Questa lezione non riguarda ancora l’intera tecnica di svolta, ma la posizione prepara la manovra. Vicino a un’intersezione devi leggere frecce e corsie di canalizzazione e occupare per tempo quella adatta. Non procedere a cavallo delle linee e non attraversare una separazione continua quando ti accorgi tardi di essere nella corsia sbagliata.

Sesto scenario. Vuoi svoltare a destra, ma sei nella corsia centrale e la linea verso destra è diventata continua. Non puoi tagliare la corsia. Devi proseguire nella direzione consentita e correggere il percorso più avanti. Una scelta sbagliata di corsia non giustifica una manovra vietata.

Osserviamo il rapporto fra posizione e visuale. Stare troppo vicino alla linea centrale in una curva a sinistra riduce il margine rispetto a chi arriva in senso opposto. Stare irregolarmente a cavallo di due corsie rende imprevedibile la traiettoria per chi segue. Una posizione corretta comunica le intenzioni prima ancora dell’indicatore di direzione.
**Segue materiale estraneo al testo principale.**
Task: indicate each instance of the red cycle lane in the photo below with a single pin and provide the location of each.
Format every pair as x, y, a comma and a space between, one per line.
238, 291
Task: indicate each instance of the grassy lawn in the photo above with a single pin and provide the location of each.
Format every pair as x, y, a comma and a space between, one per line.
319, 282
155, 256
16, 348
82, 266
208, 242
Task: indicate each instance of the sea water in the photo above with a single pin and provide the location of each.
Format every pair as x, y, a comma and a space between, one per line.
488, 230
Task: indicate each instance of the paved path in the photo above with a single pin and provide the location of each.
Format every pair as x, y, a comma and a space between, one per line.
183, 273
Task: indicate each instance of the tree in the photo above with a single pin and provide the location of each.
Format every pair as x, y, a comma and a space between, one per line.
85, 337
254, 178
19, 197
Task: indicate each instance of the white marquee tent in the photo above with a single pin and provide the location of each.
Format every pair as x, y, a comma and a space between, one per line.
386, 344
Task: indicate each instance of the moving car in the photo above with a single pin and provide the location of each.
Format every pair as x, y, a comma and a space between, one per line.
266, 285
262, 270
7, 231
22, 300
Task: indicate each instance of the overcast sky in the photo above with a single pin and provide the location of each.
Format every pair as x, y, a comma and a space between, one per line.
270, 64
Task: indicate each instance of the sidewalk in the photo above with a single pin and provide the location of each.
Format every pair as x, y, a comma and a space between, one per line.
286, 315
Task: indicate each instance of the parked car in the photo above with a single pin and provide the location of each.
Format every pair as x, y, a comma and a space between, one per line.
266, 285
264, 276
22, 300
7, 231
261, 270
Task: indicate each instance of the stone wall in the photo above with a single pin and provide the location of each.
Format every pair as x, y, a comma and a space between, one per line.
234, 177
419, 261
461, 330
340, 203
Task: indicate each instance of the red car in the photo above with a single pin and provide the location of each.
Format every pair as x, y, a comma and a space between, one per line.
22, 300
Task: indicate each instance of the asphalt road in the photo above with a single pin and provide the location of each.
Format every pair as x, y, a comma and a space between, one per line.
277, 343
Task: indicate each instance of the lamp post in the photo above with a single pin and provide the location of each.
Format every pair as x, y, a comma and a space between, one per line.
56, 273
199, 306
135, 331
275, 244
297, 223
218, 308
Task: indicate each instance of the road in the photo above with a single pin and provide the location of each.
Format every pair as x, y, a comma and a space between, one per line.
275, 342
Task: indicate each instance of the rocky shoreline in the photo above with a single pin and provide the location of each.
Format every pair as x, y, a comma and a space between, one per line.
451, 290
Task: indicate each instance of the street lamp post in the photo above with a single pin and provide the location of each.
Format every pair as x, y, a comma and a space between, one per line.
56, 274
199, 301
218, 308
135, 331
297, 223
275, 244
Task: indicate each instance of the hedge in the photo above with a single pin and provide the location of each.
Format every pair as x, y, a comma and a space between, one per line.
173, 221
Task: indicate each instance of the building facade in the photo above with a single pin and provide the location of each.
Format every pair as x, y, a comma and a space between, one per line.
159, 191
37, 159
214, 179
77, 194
Settimo scenario. Un conducente percorre una strada a due corsie per senso restando fra destra e sinistra perché vuole decidere più tardi dove andare. Impedisce agli altri di utilizzare le corsie e crea incertezza. Deve scegliere la corsia libera più a destra oppure quella necessaria per la manovra, senza occupare entrambe.

I veicoli lenti non devono automaticamente usare la banchina. Devono mantenere la posizione prevista sulla carreggiata e, quando possibile, agevolare il deflusso secondo le regole e senza esporsi a pericolo. Una banchina stretta può contenere pedoni, ostacoli o detriti e non offre lo spazio di una corsia.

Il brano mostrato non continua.